M.Ö. V. veya IV. yüzyıla ait olduğu tahmin edilen Kazakistan'daki Esik Kurgan ı bize iyi bir örnek vermektedir. Bu mezarda bulunan bir genç cesedinin üzerindeki altın kaplama zırh, kemer ve yine altınla süslenmiş eyer, kama, kamçı sapı, ok ve yaylar; o zamanki Türk uygarlığının yüksek seviyesini göstermektedir. Bu eşyaların içinde bulunan bir çanaktaki Göktürk harfleriyle yazılmış bir cümle, bize bu yazının ve yazılı dilin ne kadar eskiye gittiği konusunda bir fikir vermektedir.
UYGURLAR
Göktürk devletini yıkan Uygur-Karluk-Kırgız konfederasyonu dağılıp, Ötüken havzasına Uygurlar hâkim olduktan sonra 745 844 yılları arasında bölgede Uygur Kaganlığı nı kurmuşlardır. İç siyasi çekismeler, Çin in izlediği bölücü politika, Maniheizm dininin olumsuz etkileri ve doğal afetler sonunda, Uygurlar 840 ta bağımsızlıklarını kaybettiler.
Uygurlar ın hayat biçimleri Göktürkler den başlıca iki biçimde farklıdır: 1. Kentlerde yerleşik hayat, önem kazanmıştır. 2. Uygurlar öteki kültürlere geniş ölçüde açılmışlar, eski dini inanışlarını bırakıp, Maniheizm i benimsemişlerdir.
Et ve süt yenilmesine izin vermeyen sadece sebze yenilmesini isteyen bu din onları pasifleştirmiştir.

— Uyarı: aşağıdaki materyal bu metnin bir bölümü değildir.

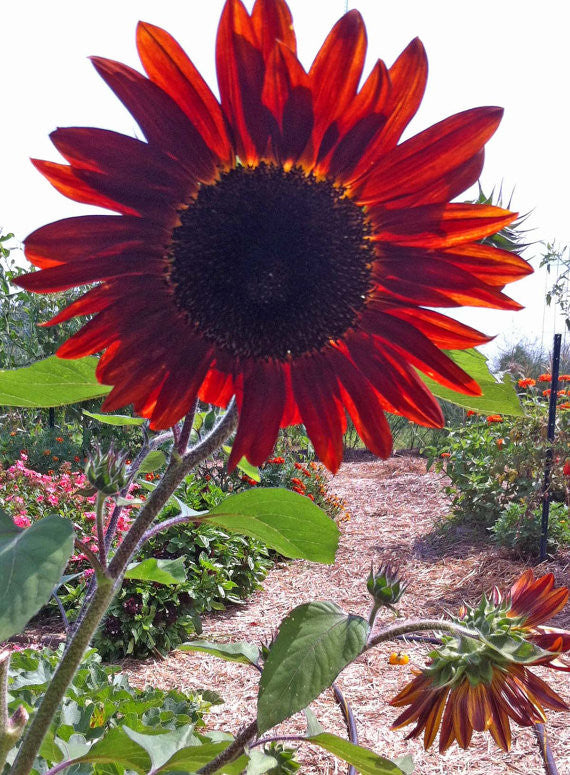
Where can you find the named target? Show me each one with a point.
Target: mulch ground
(394, 507)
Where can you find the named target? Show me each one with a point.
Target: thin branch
(545, 750)
(418, 625)
(233, 751)
(349, 720)
(182, 444)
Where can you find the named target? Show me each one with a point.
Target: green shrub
(98, 699)
(519, 528)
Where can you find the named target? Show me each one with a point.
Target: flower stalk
(108, 585)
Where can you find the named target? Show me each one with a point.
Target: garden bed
(394, 506)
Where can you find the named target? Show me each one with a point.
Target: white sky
(512, 53)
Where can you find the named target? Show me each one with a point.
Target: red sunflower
(279, 245)
(483, 685)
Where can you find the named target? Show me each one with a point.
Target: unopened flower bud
(106, 471)
(385, 586)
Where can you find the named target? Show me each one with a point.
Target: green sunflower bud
(386, 586)
(107, 471)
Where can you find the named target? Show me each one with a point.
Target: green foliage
(31, 564)
(315, 642)
(23, 340)
(519, 528)
(97, 703)
(495, 461)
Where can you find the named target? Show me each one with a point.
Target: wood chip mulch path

Yerleşik hayat ve din degişikliği nedeniyle Uygurlar, Türk eğitim tarihine kendi damgalarını vurmuşlardır.
Mani dini, 762'de Böğü Kağan tarafından resmî devlet dini kabul edilince, Arami-Süryani alfabeleri karışımı Mani yazısı da Türkçe eserlerin basıldığı bir yazı haline geldi. Maniheist rahipler de, Budist rahipler gibi, kendi dinlerini anlatan eserleri Türkçe ye çevirmeye ve propaganda yapmaya başladılar.
Uygurlar Soğd alfabesini de almışlardır. Bundan özel bir Uygur alfabesi geliştirmişlerdir. Bu yazı ile kütüphaneler dolusu edebiyat, sanat, din konusunda kitaplar yazdılar. Onların baskı tekniğini bulduklarına dair deliller bulunmaktadır. Kalıp baskı yolu ile kitapları çoğaltmışlardır.
Bilginin yazı ve yerleşik hayat sebebi ile genişlemesiyle sözlü töre bilgisi çok aşılmıştır. Yerleşik hayat sebebi ile örgün eğitimin var olduğunu düşünebiliriz.
Uygurlar, bilgi ve kültür düzeyleri yükseldiği için yüzyıllarca çeşitli Türk ve yabancı devletlerin saraylarında katiplik, bürokratlık, danışmanlık, tercümanlık, öğretmenlik ve kültür elçiliği yapmışlardır.